Kebersamaan Carol dan teman-temannya sesama lansia memberikan porsi komedi yang berhasil memancing beberapa tawa, dengan adegan menghisap marijuana vaporizer sebagai puncak kelucuan. Tapi tidak lebih dari itu. Mereka semua cukup lucu untuk disaksikan tapi tidak memberi sumbangsih apapun terhadap fokus utama narasi. Tidak lebih dari sekedar subplot pengisi yang menghibur. Lebih tersia-sia lagi adalah kisah cinta Carol dengan Bill serta hubungannya dengan Katherine. Setelah semua kehampaan yang menemani hidupnya, penonton haruslah diajak merasakan bahwa Carol akhirnya kembali menemukan sesuatu yang berharga berkat kehadiran Bill. Suatu hal yang mampu membuatnya menyadari bahwa usia lanjut bukan alasan untuk berhenti mencari kebahagiaan. Tapi sisi emosional sama sekali tidak saya rasakan. Sekali lagi semua hanya datang dan pergi tanpa kesan berarti. Termasuk kepulangan Katherine yang menandakan kemalasan naskah tulisan Brett Haley dan Marc Basch untuk menegaskan bahwa Carol masih memiliki sesuatu yang berharga dalam hidupnya.
Satu-satunya alasan kuat bagi saya untuk merekomendasikan film ini adalah akting Blythe Danner yang cukup untuk mendatangkan Oscar buzz (walau mungkin pada akhirnya tidak mendapat nominasi sekalipun). Begitu terpancar rasa dilematis dalam tiap gerak-gerik serta ekspresi wajahnya. Dilema yang muncul karena disatu sisi ia pesimistis untuk menjalin keterikatan dengan orang lain atau terus maju menjalani hidup jika pada akhirnya hanya kehilangan  berujung kesedihan yang akan didapat. Tapi disisi lain ada hasrat kuat untuk menikmati hari. 

Saya akui I'll See You in My Dreams adalah tontonan well-made yang cukup menghibur. Tapi sebagai eksplorasi mengenai kehidupan usia lanjut yang aspek hidupnya pasti banyak diisi dengan kematian dan dilema apakah hidup harus terus berjalan, film ini sama sekali tidak menyentuh sisi emosional.

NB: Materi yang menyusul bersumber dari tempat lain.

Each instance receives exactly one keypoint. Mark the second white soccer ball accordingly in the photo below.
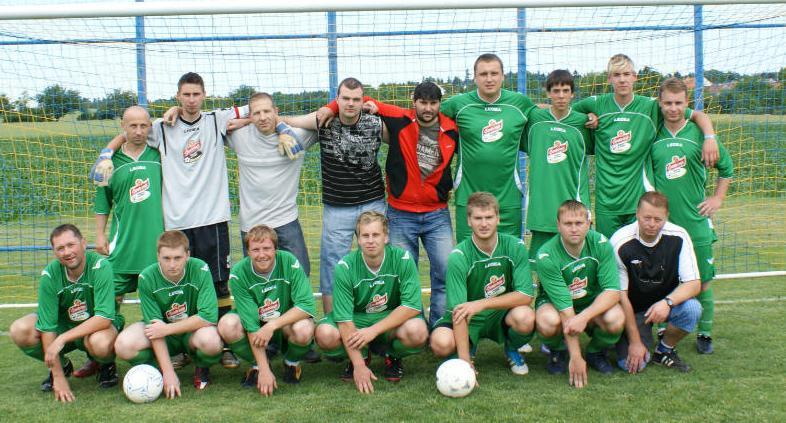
(455, 378)
(143, 383)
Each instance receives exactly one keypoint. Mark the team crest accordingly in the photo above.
(269, 310)
(676, 168)
(496, 286)
(140, 191)
(493, 131)
(621, 143)
(177, 312)
(578, 288)
(378, 303)
(193, 151)
(78, 312)
(557, 152)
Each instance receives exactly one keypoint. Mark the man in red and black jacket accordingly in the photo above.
(422, 143)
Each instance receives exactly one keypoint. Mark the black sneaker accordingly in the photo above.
(599, 362)
(704, 344)
(394, 369)
(201, 377)
(670, 360)
(48, 383)
(558, 362)
(107, 375)
(292, 373)
(250, 379)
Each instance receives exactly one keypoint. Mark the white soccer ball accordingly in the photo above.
(455, 378)
(143, 383)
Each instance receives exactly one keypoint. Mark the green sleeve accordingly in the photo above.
(48, 307)
(552, 282)
(410, 284)
(207, 302)
(104, 290)
(522, 276)
(343, 300)
(150, 309)
(608, 275)
(456, 280)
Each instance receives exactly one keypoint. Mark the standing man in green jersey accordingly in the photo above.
(489, 290)
(626, 127)
(273, 303)
(558, 146)
(75, 311)
(491, 124)
(133, 195)
(579, 291)
(678, 173)
(179, 313)
(376, 306)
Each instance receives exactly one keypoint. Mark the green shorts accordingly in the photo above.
(706, 262)
(607, 224)
(509, 223)
(486, 326)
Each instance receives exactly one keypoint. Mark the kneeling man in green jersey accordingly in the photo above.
(376, 306)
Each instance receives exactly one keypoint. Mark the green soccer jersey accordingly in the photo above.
(167, 301)
(558, 152)
(134, 196)
(679, 173)
(356, 289)
(66, 304)
(474, 275)
(489, 139)
(622, 144)
(567, 281)
(260, 299)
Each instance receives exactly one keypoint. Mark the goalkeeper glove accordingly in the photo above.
(102, 168)
(288, 142)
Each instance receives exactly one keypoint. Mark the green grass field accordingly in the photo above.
(743, 381)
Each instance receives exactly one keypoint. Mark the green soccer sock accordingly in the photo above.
(242, 348)
(707, 301)
(602, 340)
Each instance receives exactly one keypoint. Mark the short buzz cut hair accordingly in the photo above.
(488, 57)
(260, 233)
(572, 206)
(674, 86)
(190, 78)
(482, 200)
(371, 216)
(560, 77)
(427, 91)
(172, 239)
(618, 62)
(351, 84)
(655, 199)
(66, 227)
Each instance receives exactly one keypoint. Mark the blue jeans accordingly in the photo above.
(290, 238)
(338, 228)
(435, 231)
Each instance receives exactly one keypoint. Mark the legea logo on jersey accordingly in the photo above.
(578, 288)
(78, 311)
(193, 151)
(676, 168)
(621, 143)
(378, 303)
(177, 312)
(140, 191)
(496, 286)
(557, 152)
(269, 310)
(493, 131)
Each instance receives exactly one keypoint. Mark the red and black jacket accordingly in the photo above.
(406, 190)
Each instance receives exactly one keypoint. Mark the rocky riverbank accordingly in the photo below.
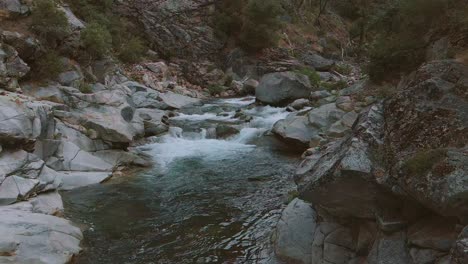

Bahkan dengan sebuah bittersweet ending sekalipun tidak ada pergolakan emosi yang saya rasakan. Terlalu banyak konflik relationship yang coba diangkat tanpa ada kekuatan pada masing-masing dan tidak adanya koherensi antara satu dan yang lain. Brett Haley berusaha menuturkan narasi yang free-flowing. Dia tidak ingin membuat film ini sebagai sebuah cerita yang berjalan lurus, melainkan pemaparan tiap sisi hubungan yang dijalani oleh Carol. Pilihan yang sama sekali tidak keliru, hanya saja seperti kehidupan karakter utamanya, film ini hampa.